The Jesus of Mark 14 is not
calm and resigned. The night is more
like those Saturday night calls I get about suicide. Those calls of anguish and pain.
Jesus has gone to Gethsemane to
pray. He tells his disciples to sit
while he prays. He went a little further
with Peter, James and John. And he said
to them, ‘I am deeply grieved, even to death; remain here and keep awake.’(Mark
14:34). Jesus invited his closest
followers to stay awake and stay nearby
while he prayed.
Jesus has prayed three times
in Mark’s gospel. The first is at the beginning
of Jesus ministry when he wakes early and facing God in Mark 1:35. The disciples find him and say everyone is looking
for you and Jesus doesn’t respond to their anxiety and instead sets of to proclaim
the Good News. The second time is found
in the middle of the gospel in Mark 6:46.
Jesus has just fed the 5000 and is seeking some time alone to pray. This episode is followed by Jesus telling the
disciples not to be afraid in the midst of a storm. Here we are at the end of the gospel and
Jesus who has spoken of his death and told the disciples to have courage and
stay awake is having trouble. He unable
to follow his advise and keep calm and carry on. Jesus shudders in distress and anguishes. Jesus is facing betrayal and death not with stoicism,
or contemplative detachment, but with real human fear, even terror.
Lohmeyer: The Greek words depict the utmost degree of
unbounded horror and suffering”
Rawlinson
: suggestive of shuddering awe
Swete: His first feeling was one of terrified surprise..
.the distress which follows great shock.
Moffat:
Appalled… agitated
Lightfoot: It describes the confused, restless,
half-distracted state which is produced by physical derangement, or by mental
distress, as grief, shame, disappointment (Ched Meyers, Binding the Strong Man,
p. 366).
Jesus is shaken to the
core. Can the disciples stay with Jesus
in the heart of darkness?
They cannot. Three times Jesus asks them to stay awake.
37He came and found them sleeping; and he said to Peter,
‘Simon, are you asleep? Could you not keep awake one hour? 38Keep
awake and pray that you may not come into the time of trial; the spirit
indeed is willing, but the flesh is weak.’
Yet they can’t do it. They can’t remain awake. Three times he finds them sleeping. The final time he says,
41He came a third time and said to them, ‘Are you still
sleeping and taking your rest? Enough! The hour has come; the Son of Man is
betrayed into the hands of sinners. 42Get up, let us be going.

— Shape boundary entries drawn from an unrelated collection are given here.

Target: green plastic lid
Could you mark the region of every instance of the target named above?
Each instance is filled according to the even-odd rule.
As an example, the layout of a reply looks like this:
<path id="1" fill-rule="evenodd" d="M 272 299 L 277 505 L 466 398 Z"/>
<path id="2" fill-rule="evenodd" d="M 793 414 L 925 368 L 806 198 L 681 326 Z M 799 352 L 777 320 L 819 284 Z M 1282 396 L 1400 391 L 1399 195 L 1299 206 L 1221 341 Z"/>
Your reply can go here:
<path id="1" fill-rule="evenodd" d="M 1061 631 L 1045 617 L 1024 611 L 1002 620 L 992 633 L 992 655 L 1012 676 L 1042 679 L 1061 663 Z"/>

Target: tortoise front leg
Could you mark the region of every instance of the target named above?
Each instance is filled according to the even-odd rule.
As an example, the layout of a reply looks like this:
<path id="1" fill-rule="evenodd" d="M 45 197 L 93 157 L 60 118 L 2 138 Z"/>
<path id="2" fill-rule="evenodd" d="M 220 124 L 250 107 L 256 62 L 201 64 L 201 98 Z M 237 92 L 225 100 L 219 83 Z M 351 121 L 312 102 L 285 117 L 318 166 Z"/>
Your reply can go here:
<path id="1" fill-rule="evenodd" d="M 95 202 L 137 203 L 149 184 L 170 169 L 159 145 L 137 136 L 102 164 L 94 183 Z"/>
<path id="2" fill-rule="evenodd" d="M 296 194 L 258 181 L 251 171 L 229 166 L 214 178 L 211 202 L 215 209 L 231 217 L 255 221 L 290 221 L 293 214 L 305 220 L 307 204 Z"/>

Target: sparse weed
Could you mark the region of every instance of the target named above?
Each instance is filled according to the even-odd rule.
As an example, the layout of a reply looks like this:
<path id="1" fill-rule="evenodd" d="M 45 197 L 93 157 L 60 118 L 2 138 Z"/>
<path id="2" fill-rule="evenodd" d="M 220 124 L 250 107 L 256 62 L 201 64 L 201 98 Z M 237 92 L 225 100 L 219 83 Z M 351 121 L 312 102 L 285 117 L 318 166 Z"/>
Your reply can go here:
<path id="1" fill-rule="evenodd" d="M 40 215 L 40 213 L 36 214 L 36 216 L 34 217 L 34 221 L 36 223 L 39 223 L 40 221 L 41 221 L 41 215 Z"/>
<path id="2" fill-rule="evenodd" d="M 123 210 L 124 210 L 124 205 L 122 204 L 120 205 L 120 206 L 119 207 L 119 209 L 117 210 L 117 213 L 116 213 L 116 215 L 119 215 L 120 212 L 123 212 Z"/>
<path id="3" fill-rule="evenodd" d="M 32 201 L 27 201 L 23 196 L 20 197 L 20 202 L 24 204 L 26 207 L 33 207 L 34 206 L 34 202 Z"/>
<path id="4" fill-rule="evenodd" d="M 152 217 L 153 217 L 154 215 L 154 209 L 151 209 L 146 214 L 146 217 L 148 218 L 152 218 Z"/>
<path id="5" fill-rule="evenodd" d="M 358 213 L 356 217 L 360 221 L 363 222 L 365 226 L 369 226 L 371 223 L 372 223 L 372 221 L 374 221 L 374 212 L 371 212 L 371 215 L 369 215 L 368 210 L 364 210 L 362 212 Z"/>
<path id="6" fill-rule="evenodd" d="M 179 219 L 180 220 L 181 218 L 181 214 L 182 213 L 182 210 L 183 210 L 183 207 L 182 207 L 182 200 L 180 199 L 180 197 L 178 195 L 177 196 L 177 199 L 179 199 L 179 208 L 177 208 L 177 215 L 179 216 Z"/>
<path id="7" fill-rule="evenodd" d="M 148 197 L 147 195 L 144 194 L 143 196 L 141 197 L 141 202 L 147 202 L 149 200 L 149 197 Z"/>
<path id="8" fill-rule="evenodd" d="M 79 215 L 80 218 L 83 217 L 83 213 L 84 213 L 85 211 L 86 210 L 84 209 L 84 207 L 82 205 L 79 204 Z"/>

See, my betrayer is at hand.’
Mark sets up this contrast between
the disciples and Jesus. Jesus exhorts
prayer and the disciples sleep.
Jesus faces his struggle
through prayer. The prayer allows him to
face the danger, to face his betrayal, to move his way through the
darkness.
The profoundly shaken Jesus,
shows us the heart of prayer in the darkness.
For Mark has argued that all things are possible for God. The first concern of prayer is not to remedy
personal distress. The first concern of
prayer is to seek the Holy One whose desire is the healing of broken
history.
The darkness, the hour has arrived and only Jesus, praying in the heart of darkness, can summon the courage to go the Way of the cross. Jesus prayer reflects a trust in God even in the face of the worst you can imagine.
The darkness, the hour has arrived and only Jesus, praying in the heart of darkness, can summon the courage to go the Way of the cross. Jesus prayer reflects a trust in God even in the face of the worst you can imagine.